Despite our embassy in Kabul being ransacked, it was difficult for us to accept this behavior. Prince Naeem was told that we understand why the plan they have in mind is vague and uncertain. The rulers of Afghanistan wanted to have the right to intervene in Pakistan’s internal affairs before taking any other actions, which was not understood as a violation of the international border of Pakistan. The original document of the Durand line, which was the demand of Afghan authorities, was signed in 1893, confirmed in 1905, and re-confirmed in 1919 during the Afghan and British treaty. Afghanistan’s approach as an indirect and unreasonable development effort could only lead to further disagreement between the two countries. All these concerns about the Pashtuns in Pakistan revolved around the fact that Afghanistan had once dominated parts of Pakistan and Delhi. However, if our guidance is based on past conquests, then Pakistan should have more interest in the future of Pashtuns living in Afghanistan. The current world has moved past historical stances and does not live with myths of past glory. Therefore, Pakistan’s tolerance must not be considered a weakness. I requested Shahzadeh Naeem to abandon its policy in a way that maintains the interests of both countries.

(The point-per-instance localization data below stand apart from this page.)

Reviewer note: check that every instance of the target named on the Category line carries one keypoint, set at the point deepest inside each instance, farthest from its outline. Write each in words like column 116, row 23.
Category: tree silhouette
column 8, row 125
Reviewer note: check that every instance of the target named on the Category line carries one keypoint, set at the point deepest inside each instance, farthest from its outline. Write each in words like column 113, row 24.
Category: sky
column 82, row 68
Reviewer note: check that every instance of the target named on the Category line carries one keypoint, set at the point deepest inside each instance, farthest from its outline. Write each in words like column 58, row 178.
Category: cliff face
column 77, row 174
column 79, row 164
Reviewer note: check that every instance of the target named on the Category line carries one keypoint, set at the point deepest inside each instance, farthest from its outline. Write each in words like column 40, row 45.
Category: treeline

We must accept this situation and be patient. Building trust and understanding takes time, and acting hastily will never lead to the desired result. Recently, the ruler of Afghanistan has increased partnerships and allowed people outside the royal family to take part in government. If this continues, the differences between Afghanistan and Pakistan will disappear, and Afghans will see the advantages of working with Pakistan. Afghanistan is going through a period of democratic testing, and the people of Afghanistan must understand how a democratic system works. I have respect for the royal family and the Shah, the wise man, and I trust my Afghan brothers. I believe this can help solve the current problems and create friendly relations. The tribes in Pakistan have been given the chance to grow, and there has been significant agricultural and industrial progress. We believe that the tribal leaders should be given the opportunity to make decisions about the plans and programs that will bring the tribal areas closer to the rest of Pakistan, and help them contribute to the wellbeing of their country.